LUCY LA FAROUCHE…
« DENTS COMME DES BALLES DE BASE-BALL,
YEUX COMME DE LA GELÉE INCANDESCENTE »
Je tendis mon sac au petit gars qui grimpa vers les étages, lui demandant de m’apporter un litre de Wild Turkey et deux flacons de Bacardi Anejo, accompagnés d’assez de glace pour la nuit.
Notre chambre était située dans une des ailes les plus éloignées du Flamingo, qui en fait d’hôtel était bien plutôt une sorte d’énorme club Playboy de moindre envergure au milieu du désert. Quelque chose comme neuf ailes séparées, avec piscines et passerelles les reliant entre elles – un complexe étendu, découpé en tranches par un labyrinthe de rampes et d’avenues pour voitures. Cela me prit une vingtaine de minutes pour aller de la réception à l’aile éloignée qui nous avait été attribuée.
J’avais dans l’idée de m’installer dans ma chambre, de prendre livraison de mes bagages et de la gnole que j’avais commandée, puis de me fumer mon dernier gros morceau de Gris de Singapour tout en regardant Walter Cronkite[18] à la télévision, en attendant que mon avocat arrive. J’avais besoin de faire cette pause, besoin de ces instants de paix et de protection, avant de se taper la conférence, qui allait être tout à fait d’un genre différent du Mint 400. Là, il s’agissait d’observer, tandis qu’ici, il faudrait participer – et prendre une Position tout à fait particulière. Au Mint 400, nous avions affaire essentiellement à un public simpatico, et si notre conduite avait été grossière et scandaleuse… ma foi, ce n’était qu’une question de degré.

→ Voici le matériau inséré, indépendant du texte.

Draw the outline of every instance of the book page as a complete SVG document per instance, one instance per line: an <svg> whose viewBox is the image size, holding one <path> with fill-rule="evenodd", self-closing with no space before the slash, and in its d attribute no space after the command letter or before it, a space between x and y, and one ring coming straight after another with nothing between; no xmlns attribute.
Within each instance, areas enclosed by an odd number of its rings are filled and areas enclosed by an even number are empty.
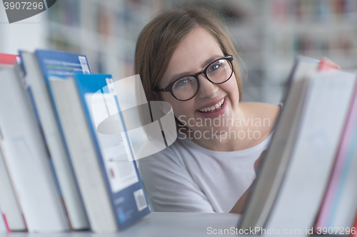
<svg viewBox="0 0 357 237"><path fill-rule="evenodd" d="M113 193L119 192L139 181L134 164L129 161L130 149L124 126L119 115L114 95L110 93L86 93L85 100L104 160L106 175ZM106 119L114 119L108 125L110 134L98 132L97 127ZM105 126L105 123L101 125ZM129 152L129 155L128 152Z"/></svg>

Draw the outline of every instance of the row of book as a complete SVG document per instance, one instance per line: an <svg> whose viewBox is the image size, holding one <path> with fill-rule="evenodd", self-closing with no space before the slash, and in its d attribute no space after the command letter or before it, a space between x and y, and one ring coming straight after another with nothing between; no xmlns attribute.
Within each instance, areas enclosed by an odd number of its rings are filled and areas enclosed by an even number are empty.
<svg viewBox="0 0 357 237"><path fill-rule="evenodd" d="M334 67L296 60L241 228L356 236L357 74Z"/></svg>
<svg viewBox="0 0 357 237"><path fill-rule="evenodd" d="M353 22L357 4L353 0L273 0L271 15L276 20L329 23L340 20Z"/></svg>
<svg viewBox="0 0 357 237"><path fill-rule="evenodd" d="M84 55L17 60L0 69L0 232L112 233L149 214L111 76Z"/></svg>

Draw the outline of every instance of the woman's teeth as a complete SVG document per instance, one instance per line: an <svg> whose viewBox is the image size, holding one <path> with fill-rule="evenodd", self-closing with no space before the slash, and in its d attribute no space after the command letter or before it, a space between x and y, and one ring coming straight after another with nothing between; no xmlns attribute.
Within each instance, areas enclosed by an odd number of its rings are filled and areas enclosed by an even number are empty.
<svg viewBox="0 0 357 237"><path fill-rule="evenodd" d="M218 108L219 108L223 103L224 103L224 98L223 98L222 100L221 100L220 102L218 102L216 105L212 105L211 107L206 107L199 109L198 111L202 112L208 112L208 111L213 111L213 110L216 110Z"/></svg>

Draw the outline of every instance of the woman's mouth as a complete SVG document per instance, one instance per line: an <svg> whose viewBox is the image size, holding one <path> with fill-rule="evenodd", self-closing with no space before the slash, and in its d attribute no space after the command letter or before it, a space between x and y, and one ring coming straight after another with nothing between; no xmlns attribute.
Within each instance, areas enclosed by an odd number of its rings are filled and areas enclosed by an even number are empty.
<svg viewBox="0 0 357 237"><path fill-rule="evenodd" d="M221 101L219 101L218 103L216 103L214 105L212 105L211 107L206 107L201 108L198 110L201 112L203 113L211 113L211 112L215 112L216 111L218 110L221 109L221 106L224 104L224 101L226 100L226 98L223 98Z"/></svg>

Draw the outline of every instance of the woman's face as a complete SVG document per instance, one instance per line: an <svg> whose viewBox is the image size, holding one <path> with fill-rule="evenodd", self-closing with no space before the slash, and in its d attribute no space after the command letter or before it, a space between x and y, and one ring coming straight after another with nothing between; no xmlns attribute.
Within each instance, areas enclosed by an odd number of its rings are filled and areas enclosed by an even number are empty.
<svg viewBox="0 0 357 237"><path fill-rule="evenodd" d="M183 39L174 52L159 88L166 87L177 78L178 75L196 74L223 56L225 56L216 38L206 30L197 28ZM161 97L171 104L176 117L186 127L210 133L218 132L218 135L220 132L228 131L231 124L227 121L231 121L231 123L234 121L239 100L234 73L228 81L219 85L213 84L203 74L201 74L198 83L197 95L189 100L178 100L167 92L161 92ZM221 105L222 101L223 102ZM213 106L214 110L204 112L206 110L205 108L208 110Z"/></svg>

Mais cette fois-ci, notre seule présence serait un scandale. Nous allions assister à la conférence sous de faux prétextes et, dès le départ, nous serions confrontés à un public réuni dans le but déclaré de mettre en taule les gens de notre espèce. C’était nous la Menace – non pas déguisée, mais des intoxiqués aveuglants de culpabilité, dotés d’un numéro très bien rodé que nous avions l’intention de pousser jusqu’à l’ultime limite… non pour prouver quelque conclusion sociologique définitive, ni même comme moquerie consciente : c’était surtout une question de style de vie, le sens d’une certaine obligation et même du devoir. Si les Cochons se rassemblaient à Vegas pour une conférence au sommet sur la Drogue, nous pensions que la Culture de la drogue se devait d’être représentée.
En outre, j’avais la tête pétée depuis si longtemps maintenant que ce genre de représentation me semblait parfaitement logique. Compte tenu des circonstances, il me semblait que je collais complètement à mon karma.
Ou c’est du moins ce que je croyais jusqu’à ce que je parvienne devant la grande porte grise de la Mini-Suite 1150 de l’Aile du Bout. J’enfilai ma clé dans la poignée-serrure et ouvris la porte en me disant « Ah, enfin chez soi ! »… quand la porte heurta quelque chose, que je reconnus immédiatement être une forme humaine : une fille d’âge indéterminé avec la forme et la face d’un bull-terrier. Elle portait une blouse bleue informe et ses yeux montraient de la colère…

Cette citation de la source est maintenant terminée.